Qutech researchers successfully connected three quantum processors, forming the first multi-node quantum network. Such networks “will open up a range of novel applications, from unhackable communication and cloud computing with complete user privacy to high-precision time-keeping,” says Matteo Pompili, PhD student and a member of the research team. In addition, the scientists achieved a proof-of-principle demonstration of key quantum network protocols.
The rudimentary quantum network consists of three quantum nodes, at some distance within the same building. To make these nodes operate as a true network, the researchers had to invent a novel architecture that enables scaling beyond a single link. The middle node (called Bob) has a physical connection to both outer nodes (called Alice and Charlie), allowing entanglement links with each of these nodes to be established.

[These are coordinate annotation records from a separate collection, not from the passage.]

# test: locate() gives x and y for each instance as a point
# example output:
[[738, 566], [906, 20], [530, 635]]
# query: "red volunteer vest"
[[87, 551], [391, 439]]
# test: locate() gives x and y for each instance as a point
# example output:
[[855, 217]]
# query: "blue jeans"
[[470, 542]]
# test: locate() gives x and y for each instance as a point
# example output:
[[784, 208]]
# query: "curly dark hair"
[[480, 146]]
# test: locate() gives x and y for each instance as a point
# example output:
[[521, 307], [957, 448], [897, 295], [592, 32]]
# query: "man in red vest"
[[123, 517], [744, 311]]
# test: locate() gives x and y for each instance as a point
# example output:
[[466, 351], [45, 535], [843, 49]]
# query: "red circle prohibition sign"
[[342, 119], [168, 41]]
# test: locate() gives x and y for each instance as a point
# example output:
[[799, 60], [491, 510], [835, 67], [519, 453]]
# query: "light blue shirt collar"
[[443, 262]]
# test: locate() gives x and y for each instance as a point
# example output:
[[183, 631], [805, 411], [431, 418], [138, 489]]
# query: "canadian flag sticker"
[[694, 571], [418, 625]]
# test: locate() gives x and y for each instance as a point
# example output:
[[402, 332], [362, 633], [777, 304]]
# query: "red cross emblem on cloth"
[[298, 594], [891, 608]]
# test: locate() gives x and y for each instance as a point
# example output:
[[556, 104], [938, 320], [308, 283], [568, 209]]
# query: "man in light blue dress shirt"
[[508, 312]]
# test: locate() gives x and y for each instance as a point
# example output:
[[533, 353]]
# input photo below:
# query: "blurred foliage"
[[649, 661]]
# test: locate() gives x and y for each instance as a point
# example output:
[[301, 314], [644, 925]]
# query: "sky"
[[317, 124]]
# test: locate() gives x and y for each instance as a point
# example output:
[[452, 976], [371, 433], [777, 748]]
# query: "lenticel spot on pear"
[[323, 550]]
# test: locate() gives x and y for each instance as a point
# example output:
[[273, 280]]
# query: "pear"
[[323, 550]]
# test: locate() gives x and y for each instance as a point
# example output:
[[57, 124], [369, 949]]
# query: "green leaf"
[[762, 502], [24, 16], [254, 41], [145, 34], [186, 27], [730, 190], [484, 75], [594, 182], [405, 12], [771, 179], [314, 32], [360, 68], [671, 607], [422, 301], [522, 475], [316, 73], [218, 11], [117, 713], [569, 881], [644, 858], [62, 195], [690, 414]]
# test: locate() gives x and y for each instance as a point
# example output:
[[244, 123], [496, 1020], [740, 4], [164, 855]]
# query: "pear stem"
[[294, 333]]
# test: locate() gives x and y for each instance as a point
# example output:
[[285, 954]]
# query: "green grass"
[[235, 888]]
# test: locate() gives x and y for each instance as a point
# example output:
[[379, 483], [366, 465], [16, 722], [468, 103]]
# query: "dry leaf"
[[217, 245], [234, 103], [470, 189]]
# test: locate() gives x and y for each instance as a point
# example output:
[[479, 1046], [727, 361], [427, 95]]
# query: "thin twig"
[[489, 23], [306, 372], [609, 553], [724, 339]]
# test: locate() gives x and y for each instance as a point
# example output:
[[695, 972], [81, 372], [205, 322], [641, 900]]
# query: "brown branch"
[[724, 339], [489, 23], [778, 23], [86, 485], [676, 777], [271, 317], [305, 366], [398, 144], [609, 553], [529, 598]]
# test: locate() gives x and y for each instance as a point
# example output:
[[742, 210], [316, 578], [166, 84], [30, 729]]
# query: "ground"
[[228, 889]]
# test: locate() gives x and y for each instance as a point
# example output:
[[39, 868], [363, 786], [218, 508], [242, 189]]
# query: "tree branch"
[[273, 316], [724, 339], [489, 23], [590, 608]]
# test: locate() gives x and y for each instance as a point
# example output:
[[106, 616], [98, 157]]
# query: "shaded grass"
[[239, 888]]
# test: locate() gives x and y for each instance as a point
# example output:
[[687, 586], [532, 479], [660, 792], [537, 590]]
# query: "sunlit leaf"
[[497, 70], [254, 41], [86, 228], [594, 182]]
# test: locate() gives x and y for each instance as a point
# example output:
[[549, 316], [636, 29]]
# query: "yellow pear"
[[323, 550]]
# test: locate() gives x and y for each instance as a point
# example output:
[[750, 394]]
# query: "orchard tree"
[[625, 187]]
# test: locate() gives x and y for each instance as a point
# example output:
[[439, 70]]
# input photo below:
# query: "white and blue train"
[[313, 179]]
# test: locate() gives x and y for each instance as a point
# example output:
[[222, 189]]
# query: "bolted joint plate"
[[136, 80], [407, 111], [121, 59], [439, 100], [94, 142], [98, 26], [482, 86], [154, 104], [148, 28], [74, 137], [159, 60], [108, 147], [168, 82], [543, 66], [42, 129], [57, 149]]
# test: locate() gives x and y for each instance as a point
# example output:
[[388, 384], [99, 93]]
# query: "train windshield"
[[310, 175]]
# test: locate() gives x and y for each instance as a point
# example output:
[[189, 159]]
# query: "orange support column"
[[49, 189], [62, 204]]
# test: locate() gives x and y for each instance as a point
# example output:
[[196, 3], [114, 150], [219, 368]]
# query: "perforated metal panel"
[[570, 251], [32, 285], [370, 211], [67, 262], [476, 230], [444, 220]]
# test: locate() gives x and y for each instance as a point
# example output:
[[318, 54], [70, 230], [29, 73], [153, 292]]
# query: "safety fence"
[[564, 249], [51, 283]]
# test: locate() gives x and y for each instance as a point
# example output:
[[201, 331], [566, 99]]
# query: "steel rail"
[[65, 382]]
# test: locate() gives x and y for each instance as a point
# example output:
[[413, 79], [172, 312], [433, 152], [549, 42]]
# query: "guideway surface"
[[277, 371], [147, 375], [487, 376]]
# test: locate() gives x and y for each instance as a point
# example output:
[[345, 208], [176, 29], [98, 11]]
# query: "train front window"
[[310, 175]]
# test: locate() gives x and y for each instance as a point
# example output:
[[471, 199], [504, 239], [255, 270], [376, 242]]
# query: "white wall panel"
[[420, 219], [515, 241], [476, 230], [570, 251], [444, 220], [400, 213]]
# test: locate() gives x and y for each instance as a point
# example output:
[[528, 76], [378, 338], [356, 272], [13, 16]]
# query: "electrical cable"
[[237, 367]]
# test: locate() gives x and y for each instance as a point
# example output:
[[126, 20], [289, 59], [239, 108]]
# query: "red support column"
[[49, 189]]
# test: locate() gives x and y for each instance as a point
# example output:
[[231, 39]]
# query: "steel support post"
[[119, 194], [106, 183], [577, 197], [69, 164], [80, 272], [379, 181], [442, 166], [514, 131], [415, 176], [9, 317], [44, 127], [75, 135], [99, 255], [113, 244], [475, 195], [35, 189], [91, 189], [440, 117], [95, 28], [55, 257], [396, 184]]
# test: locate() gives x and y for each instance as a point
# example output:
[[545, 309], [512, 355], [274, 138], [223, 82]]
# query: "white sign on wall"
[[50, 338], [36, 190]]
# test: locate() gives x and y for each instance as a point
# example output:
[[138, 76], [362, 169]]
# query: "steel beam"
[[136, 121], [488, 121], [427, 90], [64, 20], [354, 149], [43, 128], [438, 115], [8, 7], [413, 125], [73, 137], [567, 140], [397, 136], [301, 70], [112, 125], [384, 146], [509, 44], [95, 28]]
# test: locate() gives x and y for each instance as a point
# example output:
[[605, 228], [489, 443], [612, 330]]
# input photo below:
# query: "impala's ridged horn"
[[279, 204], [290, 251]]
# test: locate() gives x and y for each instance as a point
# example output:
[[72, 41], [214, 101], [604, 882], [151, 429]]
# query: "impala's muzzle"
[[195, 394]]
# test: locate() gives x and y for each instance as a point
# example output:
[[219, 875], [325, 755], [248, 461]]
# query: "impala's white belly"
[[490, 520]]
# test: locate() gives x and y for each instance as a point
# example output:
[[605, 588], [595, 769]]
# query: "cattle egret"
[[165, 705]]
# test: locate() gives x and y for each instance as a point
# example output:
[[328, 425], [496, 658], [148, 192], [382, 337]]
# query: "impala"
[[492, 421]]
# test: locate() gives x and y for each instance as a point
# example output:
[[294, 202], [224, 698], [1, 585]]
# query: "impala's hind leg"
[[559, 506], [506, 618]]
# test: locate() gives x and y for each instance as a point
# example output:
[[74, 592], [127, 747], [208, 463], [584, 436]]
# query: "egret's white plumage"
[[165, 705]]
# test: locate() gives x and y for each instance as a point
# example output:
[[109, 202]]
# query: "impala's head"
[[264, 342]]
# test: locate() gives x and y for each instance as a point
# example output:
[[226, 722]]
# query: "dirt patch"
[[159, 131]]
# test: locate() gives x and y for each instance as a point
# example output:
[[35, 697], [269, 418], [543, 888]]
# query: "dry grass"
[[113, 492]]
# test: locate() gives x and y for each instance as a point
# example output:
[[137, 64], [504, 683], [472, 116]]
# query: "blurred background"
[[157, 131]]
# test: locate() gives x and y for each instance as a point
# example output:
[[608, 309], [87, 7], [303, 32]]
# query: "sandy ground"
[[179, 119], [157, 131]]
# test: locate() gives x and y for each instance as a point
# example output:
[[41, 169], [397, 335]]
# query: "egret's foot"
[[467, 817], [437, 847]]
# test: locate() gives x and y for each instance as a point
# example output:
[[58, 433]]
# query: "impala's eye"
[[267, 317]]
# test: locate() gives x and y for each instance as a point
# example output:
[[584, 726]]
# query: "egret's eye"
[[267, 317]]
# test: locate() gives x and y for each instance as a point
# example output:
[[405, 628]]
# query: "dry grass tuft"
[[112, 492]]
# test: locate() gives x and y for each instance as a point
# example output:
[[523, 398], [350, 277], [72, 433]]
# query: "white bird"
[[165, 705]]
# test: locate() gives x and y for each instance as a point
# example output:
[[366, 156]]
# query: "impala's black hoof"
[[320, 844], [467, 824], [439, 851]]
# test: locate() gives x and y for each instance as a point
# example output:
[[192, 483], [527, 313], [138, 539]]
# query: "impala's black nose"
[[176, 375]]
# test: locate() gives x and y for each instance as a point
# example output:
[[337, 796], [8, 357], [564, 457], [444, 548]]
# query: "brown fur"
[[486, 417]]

Bob is equipped with an additional quantum bit that can be used as memory, allowing a previously generated quantum link to be stored while a new link is being established. After establishing the quantum links Alice–Bob and Bob–Charlie, a set of quantum operations at Bob converts these links into a quantum link Alice-Charlie. Alternatively, by performing a different set of quantum operations at Bob, entanglement between all three nodes is established.
This first entanglement-based quantum network provides the researchers with a unique testbed for developing and testing quantum internet hardware, software and protocols. “The future quantum internet will consist of countless quantum devices and intermediate nodes,” says Ronald Hanson, who led the research team. “Colleagues at Qutech are already looking into future compatibility with existing data infrastructures.”
In due time, the current proof-of-principle approach will be tested outside the lab on existing telecom fiber – on Qutech’s Quantum Internet Demonstrator, of which the first metropolitan link is scheduled to be completed in 2022.